Triunfo da Morte

Dão pois que chegara a hora extrema 
Daquela vida breve gloriosa, 
E o passo incerto de que o mundo treme. 
E viera assisti-la uma virtuosa 
Companhia de donas, essas vivas,
Por ver se a morte pode ser piedosa. 
Estava a bela companha ali reunida 
Só para ver e contemplar o fim a 
Que a todos chega, e nunca se repete; 
Todas eram amigas e vizinhas. 
Dessa loira cabeça, então, a Morte 
Colheu, com sua mão, um áureo cabelo:
E assim cortou do mundo a flor mais bela, 
Não já por ódio, mas por comprovar 
Nas mais sublimes coisas seu poder, 
Que lamentos e prantos derramados 
Foram ali! Enxutos, só os olhos 
Por quem, anos a fio, cantei e ardi! 
E entre tanto suspiro e tanto luto 
Única alegre, tácita se estava, 
Já de seu bem viver colhendo os frutos. 
«Vai-te em paz, verdadeira sem ideia!» 
Diziam, e foi bem, mas não valeu 
Contra a Morte que assim a maltratou.
Que será de outras, se esta ardeu gelando, 
Em poucas noites toda demudada?
Ó esperança humana, cega e falsa! 
Se banharam a terra prantos mil 
Por piedade daquela alma gentil 
Sabe-o quem viu; e julga-o tu, que o escutas. 

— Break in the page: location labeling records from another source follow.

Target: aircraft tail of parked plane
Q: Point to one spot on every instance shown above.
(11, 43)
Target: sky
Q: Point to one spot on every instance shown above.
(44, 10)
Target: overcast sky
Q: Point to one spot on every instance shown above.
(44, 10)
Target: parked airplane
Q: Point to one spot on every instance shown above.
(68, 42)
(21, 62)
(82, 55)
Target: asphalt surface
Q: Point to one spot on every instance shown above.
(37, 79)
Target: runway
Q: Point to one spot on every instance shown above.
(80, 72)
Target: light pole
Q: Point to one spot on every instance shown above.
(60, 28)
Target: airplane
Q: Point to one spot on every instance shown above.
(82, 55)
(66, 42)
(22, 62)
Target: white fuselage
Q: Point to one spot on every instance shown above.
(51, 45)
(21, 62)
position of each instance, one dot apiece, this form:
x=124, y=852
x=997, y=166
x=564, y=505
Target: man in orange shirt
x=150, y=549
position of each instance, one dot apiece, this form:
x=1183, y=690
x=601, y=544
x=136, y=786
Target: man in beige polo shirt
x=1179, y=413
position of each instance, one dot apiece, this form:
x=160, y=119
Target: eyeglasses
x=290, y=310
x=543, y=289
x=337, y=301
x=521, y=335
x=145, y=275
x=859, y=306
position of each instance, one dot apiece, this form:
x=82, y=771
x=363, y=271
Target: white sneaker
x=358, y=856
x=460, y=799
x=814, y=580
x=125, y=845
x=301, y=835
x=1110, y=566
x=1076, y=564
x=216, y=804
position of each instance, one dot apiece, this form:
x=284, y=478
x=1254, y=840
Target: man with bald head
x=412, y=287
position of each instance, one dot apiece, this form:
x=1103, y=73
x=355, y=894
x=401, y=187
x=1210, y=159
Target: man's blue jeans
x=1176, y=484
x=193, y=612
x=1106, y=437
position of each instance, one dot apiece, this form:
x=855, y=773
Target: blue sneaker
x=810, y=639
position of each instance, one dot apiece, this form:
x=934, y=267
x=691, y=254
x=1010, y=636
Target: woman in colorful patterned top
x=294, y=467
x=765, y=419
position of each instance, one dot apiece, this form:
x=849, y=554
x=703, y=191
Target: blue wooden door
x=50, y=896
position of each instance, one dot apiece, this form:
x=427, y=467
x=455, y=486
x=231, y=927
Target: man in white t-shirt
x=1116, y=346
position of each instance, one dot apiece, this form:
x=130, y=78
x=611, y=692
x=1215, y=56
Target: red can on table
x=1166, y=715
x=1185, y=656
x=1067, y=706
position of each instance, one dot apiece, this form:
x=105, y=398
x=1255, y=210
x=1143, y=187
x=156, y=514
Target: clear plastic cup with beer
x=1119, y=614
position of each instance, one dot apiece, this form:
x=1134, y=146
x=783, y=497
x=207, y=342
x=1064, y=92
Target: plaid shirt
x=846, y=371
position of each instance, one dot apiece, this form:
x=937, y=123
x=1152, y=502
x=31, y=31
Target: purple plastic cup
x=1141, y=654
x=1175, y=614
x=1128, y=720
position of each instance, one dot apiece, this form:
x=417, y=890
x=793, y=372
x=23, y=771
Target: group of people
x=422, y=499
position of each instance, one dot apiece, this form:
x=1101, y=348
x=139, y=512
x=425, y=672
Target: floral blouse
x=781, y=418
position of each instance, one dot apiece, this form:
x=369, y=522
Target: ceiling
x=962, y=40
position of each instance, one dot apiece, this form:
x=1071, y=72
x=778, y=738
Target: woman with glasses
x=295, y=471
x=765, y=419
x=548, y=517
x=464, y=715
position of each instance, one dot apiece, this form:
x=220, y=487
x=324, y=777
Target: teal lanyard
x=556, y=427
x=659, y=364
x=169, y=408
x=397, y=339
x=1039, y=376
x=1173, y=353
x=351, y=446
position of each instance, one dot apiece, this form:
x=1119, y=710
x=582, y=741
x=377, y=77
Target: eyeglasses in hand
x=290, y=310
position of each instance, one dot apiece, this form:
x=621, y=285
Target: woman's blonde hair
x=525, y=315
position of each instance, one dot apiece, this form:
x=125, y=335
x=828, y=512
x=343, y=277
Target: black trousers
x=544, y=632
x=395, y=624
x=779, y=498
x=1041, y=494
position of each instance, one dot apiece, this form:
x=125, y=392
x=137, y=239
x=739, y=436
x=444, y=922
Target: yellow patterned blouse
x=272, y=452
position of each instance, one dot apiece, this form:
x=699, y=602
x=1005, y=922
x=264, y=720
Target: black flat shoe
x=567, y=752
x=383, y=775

À hora prima foi, no sexto dia 
De Abril, que me prendeu e hoje me solta:
Como a Fortuna vai mudando sempre! 
Ninguém já se queixou da escravidão 
Nem da morte, como eu da liberdade 
E da vida, que tenho por sobejas. 
Ao mundo se devia, e, mais, à idade, 
Que eu fosse à frente, pois cheguei primeiro, 
E que ele não perdesse o seu decoro. 
Qual fosse então a dor não se imagina; 
Mal ouso pensar nisso, quanto mais 
Atrever-me a dizê-lo em verso ou rima.
 «Morreu virtude, formosura e graça!» 
As belas damas junto ao casto leito 
Tristes diziam: «Que será de nós? 
Quem verá mais em dama acto perfeito? 
Quem ouvirá o falar, de saber cheio 
E o seu cantar, de angélico deleite?» 
Ao separar-se o espírito do seio 
Que em si tantas virtudes albergava, 
O Céu em torno tinha serenado. 
Nenhum dos adversários se atreveu 
A aparecer-lhe com medonho aspeito 
Enquanto a Morte não cessou o assalto. 
Quando, deposto o pranto e o temor, 
No belo rosto se afirmavam todas, 
Por desesperação enfim tranquilas, 
Não como chama que a rajada extingue, 
Mas antes que a si mesma se consome, 
Partiu do mundo em paz a-alma contente, 
À guisa de um suave e claro lume 
Ao qual falece aos poucos alimento, 
Mantendo, até ao fim o brando jeito. 
Pálida não, mas alva como a neve
Que sem vento no outeiro ameno cai 
Dir-se-ia repousar, de fatigada: 
Como um suave dormir nos belos olhos
— sendo já dela o espírito apartado — 
Era isso que morrer os loucos chama: 
Bela era a Morte, no seu rosto belo.